La presidenza danese avrebbe voluto mettere la firma al voto dei paesi membri già ieri, ma ha preferito rinviare l’appuntamento tenuto conto delle posizioni incerte di alcuni paesi, in particolare la Francia, la Polonia, la Romania, e anche l’Italia. Ieri qui a Bruxelles il ministro italiano dell’Agricoltura Francesco Lollobrigida ha affermato: «Riteniamo che i nostri interessi, come quelli degli altri paesi, vadano tutelati (…) Ancora non ci siamo del tutto».
Il voto dei paesi membri si terrà alla maggioranza qualificata; l’Italia potrebbe avere un ruolo di primo piano nel contribuire a spostare l’ago della bilancia, tenuto conto dell’opposizione di paesi importanti, come la Polonia e la Francia.
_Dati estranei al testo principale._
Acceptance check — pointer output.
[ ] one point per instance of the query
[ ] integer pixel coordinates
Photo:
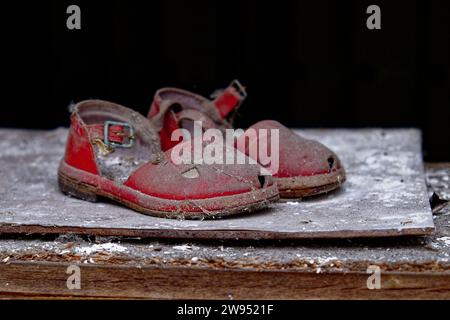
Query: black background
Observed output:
(305, 63)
Per dare il suo benestare, il governo francese chiede salvaguardie per il settore agricolo, l’adozione di clausole-specchio da parte dei paesi del Mercosur e controlli specifici sulle importazioni provenienti dall’America latina.
Lo sguardo corre al voto del 16 dicembre in plenaria a Strasburgo. In quella occasione, il Parlamento dovrà approvare la sua posizione negoziale sulle salvaguardie presentate dalla Commissione europea (si veda Il Sole/24 Ore del 9 ottobre). Successivamente dovrebbe tenersi il tradizionale negoziato con il Consiglio, poiché si tratta di testo legislativo. È da tenere presente, tuttavia, che secondo il testo le salvaguardie entrerebbero in vigore temporaneamente anche in assenza di conclusione del trilogo.
La Francia è in una posizione difficile. Deve tenere conto del suo rumoroso settore agricolo. Al tempo stesso non può permettersi di essere in minoranza, nel caso la maggioranza dei paesi fosse a favore dell’accordo. Una tale evenienza sarebbe molto imbarazzante per il governo di Sébastien Lecornu e per il presidente Emmanuel Macron, perché in contraddizione con la retorica domestica secondo la quale Parigi ha un ruolo-guida nel modellare l’Unione ad immagine e somiglianza della Francia.